African news. Gabon military leaders have announced a takeover after elections being disputed in the African country.
Senior military officers in Gabon have appeared on state television to announce they are now in control of the country shorty after election candidate Ali Bongo was declared the winner of the recently disputed election.
The leaders had this to say: ‘After noting an irresponsible and unpredictable governance which results in a continuous deterioration of social cohesion that risks leading the country to chaos, today the 30th of August 2023, in the name of the Gabonese people, we the committee of the Transition and Restoration of Institution have decided to defend the peace putting an end to the regime in place.’

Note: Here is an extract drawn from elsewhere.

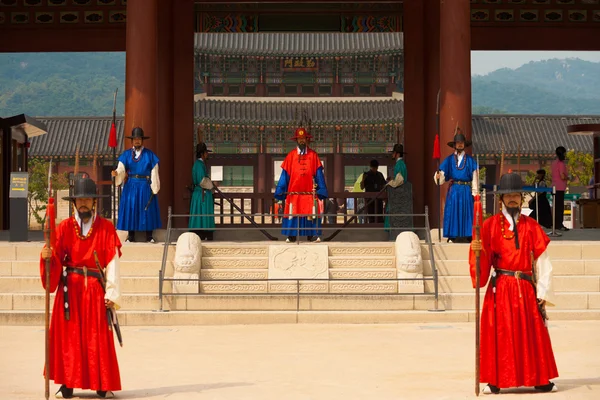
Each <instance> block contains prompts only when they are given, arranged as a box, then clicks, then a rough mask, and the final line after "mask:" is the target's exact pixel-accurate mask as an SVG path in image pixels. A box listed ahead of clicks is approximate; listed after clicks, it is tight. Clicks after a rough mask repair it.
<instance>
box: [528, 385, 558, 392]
mask: <svg viewBox="0 0 600 400" xmlns="http://www.w3.org/2000/svg"><path fill="white" fill-rule="evenodd" d="M534 387H535V390H539V391H540V392H544V393H547V392H556V391H557V390H558V388H557V387H556V385H555V384H554V383H552V382H550V383H548V384H547V385H540V386H534Z"/></svg>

Within hours, generals met to discuss who would lead the transition and agreed by unanimous vote to appoint General Brice Oligui Nguema, former head of the presidential guard, according to another televised address.
Meanwhile, from detention in his residence, Bongo appealed in a video statement to foreign allies, imploring them to speak out on his and his family’s behalf. He said he did not know what was happening.
The military stated that results are cancelled and the country closed until further notice, they also added that all institutions of the republic are dissolved from the government to the senate, the national assembly and the constitutional court.
The message ended in a call on the population for a calm and serene state and a promise to affirm the military’s attachment to the respect of Gabon’s commitments to the international community.
Hundreds of people celebrated the military’s intervention in the streets of the Gabonese capital Libreville, while the United Nations, African Union and France, Gabon’s former colonial ruler which has troops stationed there, condemned the coup.
The military takeover in Gabon is the eighth in West and Central Africa since 2020, and the second – after Niger – in as many months. Military officers have also seized power in Mali, Guinea, Burkina Faso and Chad, erasing democratic gains since the 1990s and raising fear among foreign powers that have strategic interests in the region.